To improve the image quality, I also looked into implementing auto contrasting for the images. Prior to alignment, for each color channel, I determined the 5th and 95th percentiles of the pixel values. Then, I used linear stretching to auto contrast the image. This meant that all pixel values less than the 5th percentile were set to 0, and all greater than the 95th percentile were set to 1. The middle 90% of values were stretched to span from 0 to 1, which increased the intensity of the pixels.

Below, I've provided a couple example "before" and "after" images showing the effects of my auto contrast algorithm.

Here, I've listed all the example images, after running the full algorithm, which included the auto contrast.

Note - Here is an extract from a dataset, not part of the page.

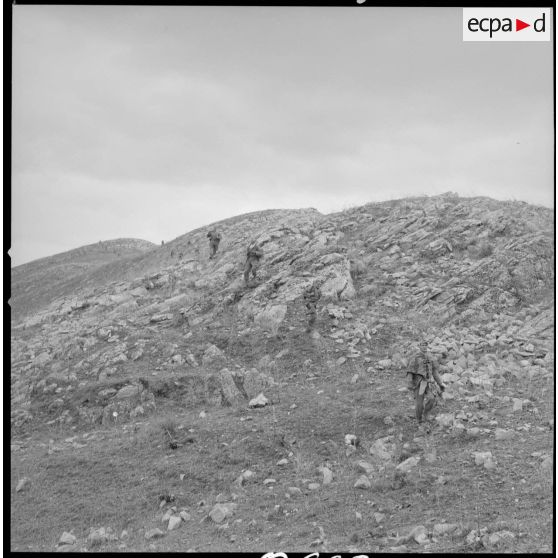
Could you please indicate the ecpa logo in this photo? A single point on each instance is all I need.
(506, 24)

Below are some additional images from the Prokudin-Gorskii collection that I ran my algorithm on!

ART.TIF

Red displacement: (-24, 71)
Blue displacement: (20, -59)
Processing time: 8.259s

GIRLS.TIF

Red displacement: (8, 26)
Blue displacement: (-10, 17)
Processing time: 16.428s

HOUSE.TIF

Red displacement: (19, 26)
Blue displacement: (-19, -9)
Processing time: 17.186s

MURAL.TIF

Red displacement: (7, 60)
Blue displacement: (-21, -56)
Processing time: 7.289s

In conclusion, I really enjoyed working on this project, as it was fun to see and learn about how color images are represented and created from distinct red, green, and blue channels. For the most part, I was able to successfully align all the example images given for this project. Some images had a few misaligned areas, such as harvesters.tif, but this was likely due to differences in the composition of each photo- for example, some of the people in the photo seemed to have moved between the different shots, which is why there seem to be a couple people who are of different colors in the aligned image.